After building the sample application and collecting baseline performance data for it, rerun it under the scrutiny of Intel® VTune™ Amplifier to discover what parts of the code are being most used. Advanced Hotspots analysis collects event and IP (Instruction Pointer) information to reveal evidence of a basic set of hardware issues induced by the application code that may be affecting its performance.
Prerequisites: You created a project and specified your sample application as an Intel Xeon Phi coprocessor (native) target in the Analysis Target tab.
VTune Amplifier automatically detects your target system configuration and displays analysis types applicable to the Intel® Xeon Phi™ coprocessor.
The Advanced Hotspots predefined configuration opens on the right.
The Intel Xeon Phi coprocessor (host launch) target type does not support call stack collection, so only the default Hotspots mode is available for the Advanced Hotspots analysis.
VTune Amplifier starts the
bat script that runs the
matrix.mic application on the Intel Xeon Phi coprocessor card.

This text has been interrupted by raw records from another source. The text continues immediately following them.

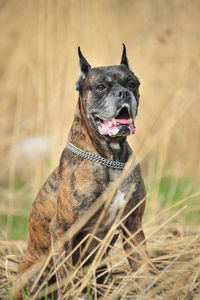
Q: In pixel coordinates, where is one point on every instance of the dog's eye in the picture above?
(100, 87)
(131, 85)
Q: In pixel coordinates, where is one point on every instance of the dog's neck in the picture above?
(84, 138)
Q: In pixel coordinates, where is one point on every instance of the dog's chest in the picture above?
(118, 201)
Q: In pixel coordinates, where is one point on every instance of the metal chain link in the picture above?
(94, 157)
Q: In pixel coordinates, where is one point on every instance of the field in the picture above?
(38, 72)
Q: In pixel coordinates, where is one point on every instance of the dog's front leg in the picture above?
(134, 239)
(66, 216)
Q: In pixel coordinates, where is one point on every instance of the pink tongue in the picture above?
(111, 128)
(122, 121)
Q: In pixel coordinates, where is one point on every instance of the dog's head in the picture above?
(109, 96)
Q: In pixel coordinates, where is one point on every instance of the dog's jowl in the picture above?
(96, 153)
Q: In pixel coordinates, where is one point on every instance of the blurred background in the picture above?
(39, 69)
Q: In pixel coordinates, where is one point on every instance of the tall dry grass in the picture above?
(38, 71)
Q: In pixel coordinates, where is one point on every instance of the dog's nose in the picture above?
(123, 93)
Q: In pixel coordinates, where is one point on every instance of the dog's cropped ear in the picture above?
(124, 59)
(84, 65)
(84, 69)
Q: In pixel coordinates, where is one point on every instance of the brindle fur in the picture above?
(77, 183)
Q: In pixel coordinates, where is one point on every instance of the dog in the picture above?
(95, 155)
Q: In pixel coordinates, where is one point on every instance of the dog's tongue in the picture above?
(112, 127)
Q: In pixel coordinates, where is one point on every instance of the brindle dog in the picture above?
(104, 117)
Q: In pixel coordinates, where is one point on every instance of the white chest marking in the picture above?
(116, 204)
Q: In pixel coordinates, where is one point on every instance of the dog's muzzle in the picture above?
(121, 124)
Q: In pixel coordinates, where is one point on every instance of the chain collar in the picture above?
(96, 158)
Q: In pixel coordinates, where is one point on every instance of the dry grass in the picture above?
(38, 71)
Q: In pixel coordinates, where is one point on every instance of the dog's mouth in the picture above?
(122, 124)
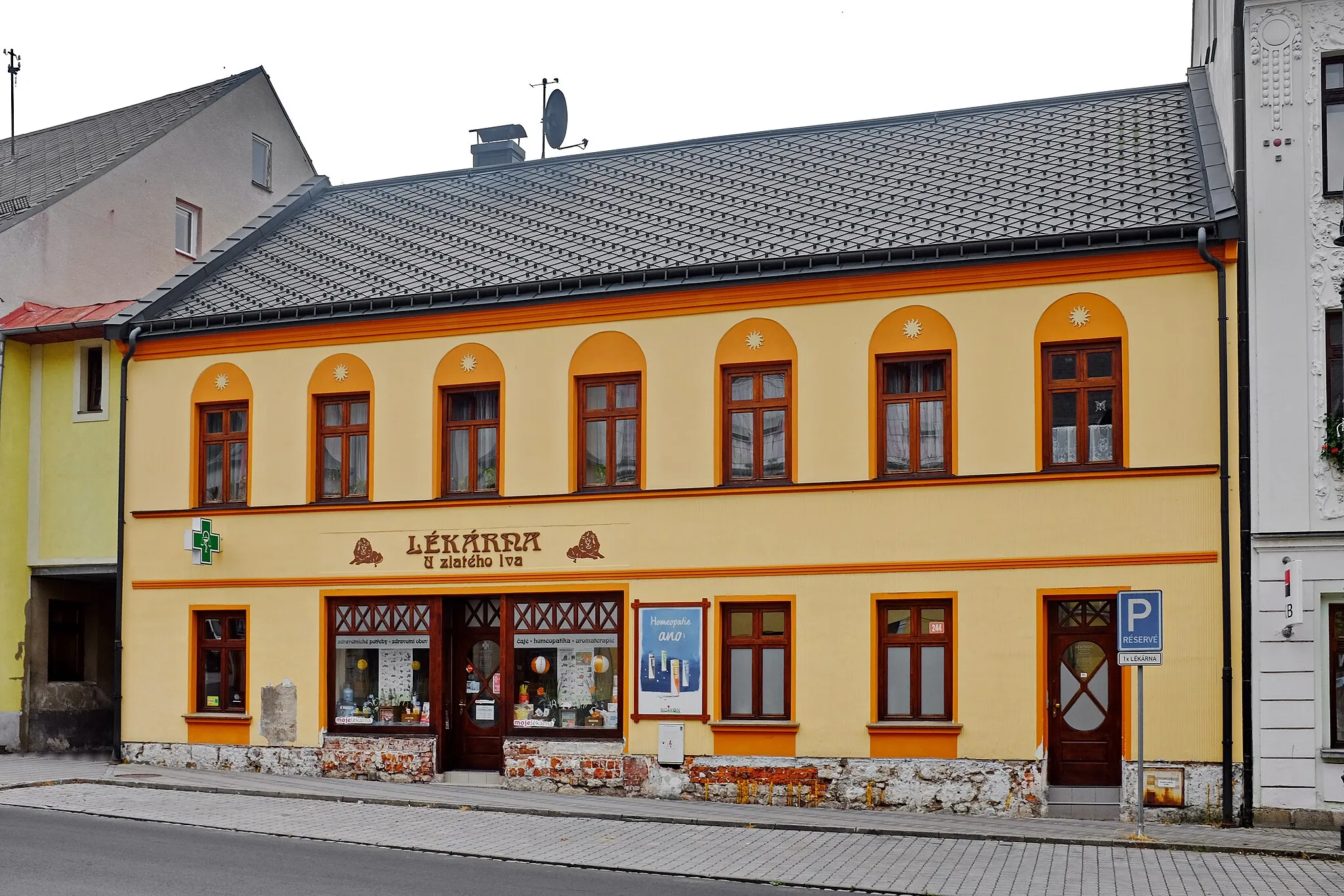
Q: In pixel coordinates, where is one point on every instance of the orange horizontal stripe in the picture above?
(694, 573)
(668, 302)
(683, 493)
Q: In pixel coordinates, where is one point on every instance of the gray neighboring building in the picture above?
(93, 215)
(1293, 64)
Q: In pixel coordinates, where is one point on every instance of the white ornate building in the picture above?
(1292, 151)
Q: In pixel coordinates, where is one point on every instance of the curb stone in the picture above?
(704, 823)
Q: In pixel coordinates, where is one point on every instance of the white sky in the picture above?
(386, 89)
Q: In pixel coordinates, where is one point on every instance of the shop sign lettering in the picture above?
(473, 550)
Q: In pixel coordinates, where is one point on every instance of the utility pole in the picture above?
(14, 77)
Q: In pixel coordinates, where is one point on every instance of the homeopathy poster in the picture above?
(671, 661)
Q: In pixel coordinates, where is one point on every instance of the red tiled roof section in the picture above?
(33, 323)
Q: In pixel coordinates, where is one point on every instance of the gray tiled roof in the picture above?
(51, 163)
(1080, 173)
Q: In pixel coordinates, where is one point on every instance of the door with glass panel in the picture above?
(474, 684)
(1082, 415)
(1083, 699)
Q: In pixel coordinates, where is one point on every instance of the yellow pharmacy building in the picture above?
(797, 466)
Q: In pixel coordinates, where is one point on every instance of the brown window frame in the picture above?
(1116, 383)
(914, 399)
(757, 406)
(1330, 97)
(610, 414)
(226, 648)
(346, 430)
(226, 437)
(1336, 652)
(915, 640)
(1335, 361)
(756, 641)
(473, 428)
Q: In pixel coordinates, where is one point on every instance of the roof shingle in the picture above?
(51, 161)
(1078, 165)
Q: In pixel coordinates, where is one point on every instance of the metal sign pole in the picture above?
(1140, 751)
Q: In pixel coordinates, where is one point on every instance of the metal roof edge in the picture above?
(760, 134)
(1218, 184)
(662, 280)
(120, 324)
(243, 77)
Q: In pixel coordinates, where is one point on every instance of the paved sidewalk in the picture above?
(869, 863)
(20, 770)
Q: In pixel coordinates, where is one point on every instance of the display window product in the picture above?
(382, 664)
(566, 665)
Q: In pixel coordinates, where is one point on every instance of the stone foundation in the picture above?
(276, 761)
(401, 760)
(964, 786)
(1203, 793)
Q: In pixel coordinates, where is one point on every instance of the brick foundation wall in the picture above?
(965, 786)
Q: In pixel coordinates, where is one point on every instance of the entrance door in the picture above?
(473, 684)
(1083, 699)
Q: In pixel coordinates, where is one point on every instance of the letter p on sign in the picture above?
(1140, 621)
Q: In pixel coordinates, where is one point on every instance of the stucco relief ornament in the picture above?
(1276, 42)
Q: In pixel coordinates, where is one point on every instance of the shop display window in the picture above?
(566, 665)
(381, 664)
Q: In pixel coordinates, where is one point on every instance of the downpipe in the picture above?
(1225, 511)
(121, 546)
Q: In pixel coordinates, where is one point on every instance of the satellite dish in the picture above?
(555, 120)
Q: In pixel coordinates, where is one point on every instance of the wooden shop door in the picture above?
(1083, 699)
(473, 682)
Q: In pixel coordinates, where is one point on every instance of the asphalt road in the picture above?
(49, 853)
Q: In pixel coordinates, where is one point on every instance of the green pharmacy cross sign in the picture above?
(202, 540)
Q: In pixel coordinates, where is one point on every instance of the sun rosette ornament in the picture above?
(1332, 446)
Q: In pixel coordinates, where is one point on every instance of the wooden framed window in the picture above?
(1332, 124)
(609, 432)
(757, 436)
(564, 661)
(220, 661)
(1082, 414)
(914, 660)
(471, 439)
(1336, 675)
(342, 446)
(1335, 363)
(757, 661)
(223, 453)
(914, 413)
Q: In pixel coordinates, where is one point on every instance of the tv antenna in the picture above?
(555, 117)
(14, 75)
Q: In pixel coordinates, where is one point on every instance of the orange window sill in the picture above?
(913, 739)
(764, 725)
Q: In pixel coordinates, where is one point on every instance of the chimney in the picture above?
(497, 146)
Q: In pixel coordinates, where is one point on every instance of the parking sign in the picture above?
(1140, 628)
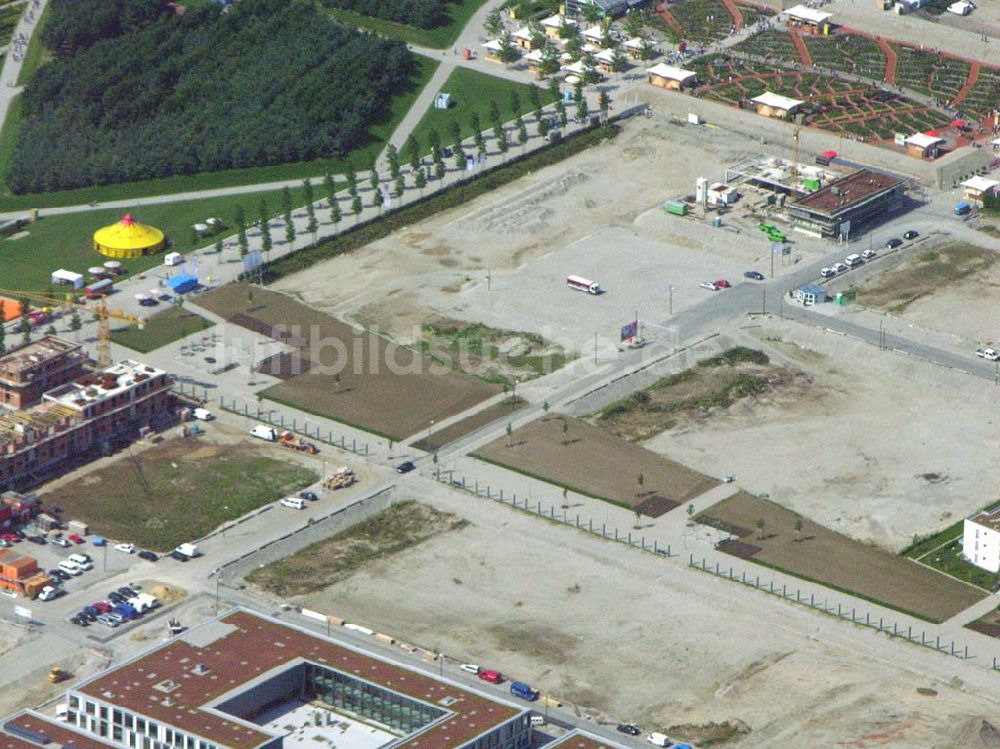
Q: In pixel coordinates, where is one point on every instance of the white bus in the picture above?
(582, 284)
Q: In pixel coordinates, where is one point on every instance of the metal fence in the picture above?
(839, 610)
(536, 507)
(314, 530)
(276, 418)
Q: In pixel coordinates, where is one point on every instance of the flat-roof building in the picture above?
(775, 105)
(29, 370)
(847, 204)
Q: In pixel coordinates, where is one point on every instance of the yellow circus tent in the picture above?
(128, 239)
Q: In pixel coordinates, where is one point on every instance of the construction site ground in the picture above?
(645, 640)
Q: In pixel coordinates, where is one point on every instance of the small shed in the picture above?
(810, 294)
(670, 77)
(976, 189)
(809, 19)
(775, 105)
(924, 145)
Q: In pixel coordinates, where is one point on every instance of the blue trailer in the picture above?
(524, 691)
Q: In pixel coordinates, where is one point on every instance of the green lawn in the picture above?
(162, 328)
(360, 158)
(472, 91)
(65, 241)
(439, 38)
(179, 490)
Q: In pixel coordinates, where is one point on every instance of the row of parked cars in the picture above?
(121, 606)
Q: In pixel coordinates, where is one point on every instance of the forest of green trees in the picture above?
(424, 14)
(135, 93)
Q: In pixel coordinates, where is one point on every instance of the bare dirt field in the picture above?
(816, 553)
(644, 639)
(598, 214)
(383, 388)
(879, 447)
(932, 287)
(573, 454)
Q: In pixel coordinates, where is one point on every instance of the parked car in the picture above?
(488, 674)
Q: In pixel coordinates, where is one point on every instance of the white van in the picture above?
(70, 568)
(266, 433)
(82, 561)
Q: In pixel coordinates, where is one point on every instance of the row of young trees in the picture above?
(268, 82)
(424, 14)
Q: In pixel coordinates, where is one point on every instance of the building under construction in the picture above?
(80, 416)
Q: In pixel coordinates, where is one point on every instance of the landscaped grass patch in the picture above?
(817, 553)
(179, 490)
(444, 35)
(923, 274)
(326, 562)
(162, 328)
(472, 92)
(365, 381)
(570, 453)
(66, 240)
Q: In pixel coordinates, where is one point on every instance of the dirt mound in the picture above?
(977, 733)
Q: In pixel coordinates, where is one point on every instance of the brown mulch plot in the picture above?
(383, 387)
(449, 434)
(988, 624)
(591, 461)
(831, 558)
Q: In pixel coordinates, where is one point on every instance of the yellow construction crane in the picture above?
(99, 310)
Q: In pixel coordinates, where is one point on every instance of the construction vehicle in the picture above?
(99, 310)
(341, 479)
(287, 439)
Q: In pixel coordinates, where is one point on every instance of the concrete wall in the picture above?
(336, 522)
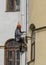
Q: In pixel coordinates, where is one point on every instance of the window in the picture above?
(32, 42)
(12, 5)
(12, 55)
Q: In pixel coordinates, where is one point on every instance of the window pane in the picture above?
(18, 54)
(17, 5)
(9, 54)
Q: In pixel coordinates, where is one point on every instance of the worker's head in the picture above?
(19, 26)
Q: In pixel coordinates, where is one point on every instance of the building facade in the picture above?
(11, 12)
(37, 15)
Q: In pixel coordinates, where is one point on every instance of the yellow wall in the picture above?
(37, 16)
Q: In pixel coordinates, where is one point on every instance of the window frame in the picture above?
(9, 48)
(32, 26)
(14, 6)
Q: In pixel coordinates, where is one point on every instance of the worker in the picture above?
(18, 34)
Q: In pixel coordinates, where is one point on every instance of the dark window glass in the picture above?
(13, 5)
(18, 54)
(33, 45)
(9, 54)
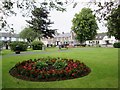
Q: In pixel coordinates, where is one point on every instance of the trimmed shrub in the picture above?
(37, 45)
(22, 45)
(116, 45)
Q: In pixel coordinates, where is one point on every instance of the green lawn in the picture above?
(102, 61)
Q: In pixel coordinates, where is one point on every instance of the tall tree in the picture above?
(28, 34)
(84, 25)
(40, 22)
(113, 23)
(8, 9)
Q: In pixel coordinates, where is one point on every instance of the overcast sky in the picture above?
(62, 20)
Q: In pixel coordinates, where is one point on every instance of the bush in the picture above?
(37, 45)
(22, 45)
(116, 45)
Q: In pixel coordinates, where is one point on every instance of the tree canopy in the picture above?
(113, 23)
(84, 25)
(41, 23)
(28, 34)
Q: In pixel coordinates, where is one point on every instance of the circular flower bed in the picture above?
(49, 69)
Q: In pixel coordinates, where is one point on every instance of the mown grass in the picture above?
(102, 61)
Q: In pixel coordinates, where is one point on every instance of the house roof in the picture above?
(9, 35)
(63, 35)
(100, 36)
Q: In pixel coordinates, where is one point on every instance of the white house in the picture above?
(10, 37)
(63, 38)
(102, 39)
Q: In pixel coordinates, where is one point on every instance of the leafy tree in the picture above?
(7, 9)
(28, 34)
(40, 22)
(113, 23)
(84, 25)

The application calculates a large matrix multiply before exiting. When the application exits or after a predefined interval, depending on how the collection run was configured, collection is completed and the VTune Amplifier enters its finalization process, where data are coalesced, symbols are reconnected to their addresses, and certain data are cached to speed the display of results.
To make sure the performance of the application is repeatable, go through the entire tuning process on the same system with a minimal amount of other software executing.